Smith & Wesson CFO says to expect more security activity
By L. Samuel Pfeifle
Updated Fri July 31, 2009
SPRINGFIELD, Mass.—As part of a wide-ranging interview about Smith & Wesson's plans for the security industry, company CFO Bill Spengler made it clear that the company is not just dipping its toe into security with its buy of USR, a perimeter security specialist S&W purchased earlier this month.
“S&W is a firearms company with a very long history,” Spengler said. In the last five years, he said, the company has broadened its offerings within the firearms industry, moving from being mainly pistol-focused to acquiring a company to get into long-gun making, moving from being primarily retail and consumer oriented to being more focused on professional markets, law enforcement and the military.
With that done, “we think it makes sense to broaden into other areas, and part of that is pure logic, not to be susceptible to one particular category, because the brand itself has a tremendous amount of strength when it comes to protection and security of all kinds.”
Further, “if you look at firearms, it generally tends to grow a bit ahead of inflation, but it's not growing at an exponential pace, so we were looking for a strong secondary driver.”

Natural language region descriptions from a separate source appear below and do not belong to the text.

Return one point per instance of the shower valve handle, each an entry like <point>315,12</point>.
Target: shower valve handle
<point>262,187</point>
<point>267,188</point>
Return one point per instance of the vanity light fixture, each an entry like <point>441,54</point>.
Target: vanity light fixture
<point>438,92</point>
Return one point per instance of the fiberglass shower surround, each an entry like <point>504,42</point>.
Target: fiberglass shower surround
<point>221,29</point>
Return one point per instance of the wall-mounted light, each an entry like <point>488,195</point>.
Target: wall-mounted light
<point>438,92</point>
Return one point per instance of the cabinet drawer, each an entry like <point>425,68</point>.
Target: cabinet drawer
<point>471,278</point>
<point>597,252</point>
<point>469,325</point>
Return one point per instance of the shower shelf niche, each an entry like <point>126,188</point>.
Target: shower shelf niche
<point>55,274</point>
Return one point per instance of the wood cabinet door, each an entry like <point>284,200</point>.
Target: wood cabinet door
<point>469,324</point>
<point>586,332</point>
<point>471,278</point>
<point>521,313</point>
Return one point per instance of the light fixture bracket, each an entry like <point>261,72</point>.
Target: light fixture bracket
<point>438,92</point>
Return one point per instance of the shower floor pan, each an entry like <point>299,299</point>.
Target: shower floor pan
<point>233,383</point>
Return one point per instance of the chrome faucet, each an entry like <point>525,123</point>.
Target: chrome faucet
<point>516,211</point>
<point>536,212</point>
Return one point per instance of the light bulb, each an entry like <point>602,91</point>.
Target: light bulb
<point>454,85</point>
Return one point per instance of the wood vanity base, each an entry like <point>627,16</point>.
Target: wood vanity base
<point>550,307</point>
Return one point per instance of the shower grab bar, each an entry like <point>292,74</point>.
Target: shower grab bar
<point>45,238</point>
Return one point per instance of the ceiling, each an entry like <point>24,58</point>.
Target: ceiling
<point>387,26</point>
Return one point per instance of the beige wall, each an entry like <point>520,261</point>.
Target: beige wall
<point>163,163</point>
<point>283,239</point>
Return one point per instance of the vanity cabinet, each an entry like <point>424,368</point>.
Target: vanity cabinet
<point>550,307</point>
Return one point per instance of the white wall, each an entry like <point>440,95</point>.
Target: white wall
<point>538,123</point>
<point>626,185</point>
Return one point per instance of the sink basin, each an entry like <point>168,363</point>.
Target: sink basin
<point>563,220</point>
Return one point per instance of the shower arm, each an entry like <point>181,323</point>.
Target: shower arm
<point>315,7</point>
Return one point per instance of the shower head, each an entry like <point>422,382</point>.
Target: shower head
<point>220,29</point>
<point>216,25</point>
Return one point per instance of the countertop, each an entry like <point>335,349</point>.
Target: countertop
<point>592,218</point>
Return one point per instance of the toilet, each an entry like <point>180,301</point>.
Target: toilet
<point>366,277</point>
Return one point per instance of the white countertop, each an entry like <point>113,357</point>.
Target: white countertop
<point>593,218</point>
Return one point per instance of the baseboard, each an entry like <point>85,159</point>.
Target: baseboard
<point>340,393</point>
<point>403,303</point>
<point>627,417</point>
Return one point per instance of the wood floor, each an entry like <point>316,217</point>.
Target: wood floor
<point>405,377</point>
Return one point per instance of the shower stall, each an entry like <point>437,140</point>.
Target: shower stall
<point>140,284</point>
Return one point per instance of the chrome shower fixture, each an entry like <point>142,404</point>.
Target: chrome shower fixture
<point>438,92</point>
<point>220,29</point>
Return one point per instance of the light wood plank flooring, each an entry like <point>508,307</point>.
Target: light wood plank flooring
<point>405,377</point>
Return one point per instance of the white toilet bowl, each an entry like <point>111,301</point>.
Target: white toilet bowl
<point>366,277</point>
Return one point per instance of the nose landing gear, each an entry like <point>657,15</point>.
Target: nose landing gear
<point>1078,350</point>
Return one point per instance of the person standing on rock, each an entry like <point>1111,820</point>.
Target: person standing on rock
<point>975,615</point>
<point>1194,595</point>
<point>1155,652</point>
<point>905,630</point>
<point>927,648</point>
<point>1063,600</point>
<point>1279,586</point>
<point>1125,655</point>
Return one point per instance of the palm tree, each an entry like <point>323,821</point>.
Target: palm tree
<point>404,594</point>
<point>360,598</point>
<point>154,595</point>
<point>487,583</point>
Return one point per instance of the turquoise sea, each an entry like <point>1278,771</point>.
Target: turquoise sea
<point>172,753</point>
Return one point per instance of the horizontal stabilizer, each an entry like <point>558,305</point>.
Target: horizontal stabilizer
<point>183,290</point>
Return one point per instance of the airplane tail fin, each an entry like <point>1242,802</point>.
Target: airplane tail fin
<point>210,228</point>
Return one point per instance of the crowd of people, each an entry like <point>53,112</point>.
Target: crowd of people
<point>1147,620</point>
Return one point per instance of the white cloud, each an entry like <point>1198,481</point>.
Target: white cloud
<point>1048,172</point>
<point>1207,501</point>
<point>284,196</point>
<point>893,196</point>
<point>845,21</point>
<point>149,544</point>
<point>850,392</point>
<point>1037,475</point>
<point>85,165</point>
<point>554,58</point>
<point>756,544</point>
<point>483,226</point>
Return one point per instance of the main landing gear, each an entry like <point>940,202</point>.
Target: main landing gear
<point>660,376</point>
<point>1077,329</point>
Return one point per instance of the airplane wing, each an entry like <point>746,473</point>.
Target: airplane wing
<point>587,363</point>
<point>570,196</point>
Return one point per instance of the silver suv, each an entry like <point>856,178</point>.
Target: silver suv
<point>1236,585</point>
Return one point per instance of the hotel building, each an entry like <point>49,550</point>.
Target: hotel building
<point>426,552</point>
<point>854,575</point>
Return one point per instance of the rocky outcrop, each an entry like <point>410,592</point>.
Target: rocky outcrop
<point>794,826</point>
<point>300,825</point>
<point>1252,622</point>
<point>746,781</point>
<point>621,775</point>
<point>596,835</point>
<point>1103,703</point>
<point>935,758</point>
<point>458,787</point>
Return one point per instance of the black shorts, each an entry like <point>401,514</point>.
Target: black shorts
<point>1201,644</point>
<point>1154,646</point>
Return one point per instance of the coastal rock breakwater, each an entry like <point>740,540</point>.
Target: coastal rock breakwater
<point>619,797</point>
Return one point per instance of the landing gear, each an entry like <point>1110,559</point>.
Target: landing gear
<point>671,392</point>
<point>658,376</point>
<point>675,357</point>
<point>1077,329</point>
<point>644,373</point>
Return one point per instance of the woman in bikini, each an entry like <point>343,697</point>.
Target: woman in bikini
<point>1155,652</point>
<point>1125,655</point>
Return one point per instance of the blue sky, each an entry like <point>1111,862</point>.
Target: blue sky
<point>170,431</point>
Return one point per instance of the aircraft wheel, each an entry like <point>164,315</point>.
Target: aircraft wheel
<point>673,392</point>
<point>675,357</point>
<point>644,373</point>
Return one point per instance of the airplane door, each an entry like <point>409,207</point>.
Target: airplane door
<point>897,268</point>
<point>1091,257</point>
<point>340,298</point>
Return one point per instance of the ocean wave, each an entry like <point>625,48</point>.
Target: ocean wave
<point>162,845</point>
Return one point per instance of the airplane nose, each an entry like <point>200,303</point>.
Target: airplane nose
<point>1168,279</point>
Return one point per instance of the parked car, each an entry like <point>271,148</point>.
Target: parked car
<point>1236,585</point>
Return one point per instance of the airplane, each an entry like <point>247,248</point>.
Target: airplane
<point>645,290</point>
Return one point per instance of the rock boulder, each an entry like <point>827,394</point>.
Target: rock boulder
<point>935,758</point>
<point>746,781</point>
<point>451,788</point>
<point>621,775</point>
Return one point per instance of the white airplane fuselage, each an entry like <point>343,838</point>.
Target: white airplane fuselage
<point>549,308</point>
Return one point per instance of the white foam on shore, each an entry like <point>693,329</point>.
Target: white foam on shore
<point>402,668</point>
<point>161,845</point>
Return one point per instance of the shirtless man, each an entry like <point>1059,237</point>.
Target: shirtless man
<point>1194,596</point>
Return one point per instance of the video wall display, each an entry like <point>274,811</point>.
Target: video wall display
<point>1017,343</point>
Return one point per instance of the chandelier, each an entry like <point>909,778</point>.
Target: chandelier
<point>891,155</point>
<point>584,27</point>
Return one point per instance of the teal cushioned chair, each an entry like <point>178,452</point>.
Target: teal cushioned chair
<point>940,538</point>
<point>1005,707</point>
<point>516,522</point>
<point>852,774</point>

Smith & Wesson thinks it has found that in commercial and industrial security, and USR is the platform on which the company will delve into it. “Really, USR, across the board, met every criteria we had established: It has a very defensible set of products, with a wide range of patents; it has a very interesting and unmatched business model; it has a very strong management team; and it has been undergoing a high growth rate and we saw no reason for that to end.”
Why security, though?
“I like the underlying dynamic of it,” Spengler said. “I don't think the world is going to get substantially safer over the next decade, and as a consequence corporations and the government will continue to put money into the securing the homeland, and that's the case with the UK, India, and many other countries. If you can provide a unique offering, you have the opportunity to grow very rapidly.”
So, how will S&W look to grow? Are more acquisitions in the offing?
“We'd clearly like to grow it organically,” he said, “and we're not going to be shy with helping it along by combining its excellent access to branches of the military and governments with our own access to those kinds of things. But it's an obvious place, now that there is an infrastructure in place, to provide some add-ons, assuming the right thing comes along.”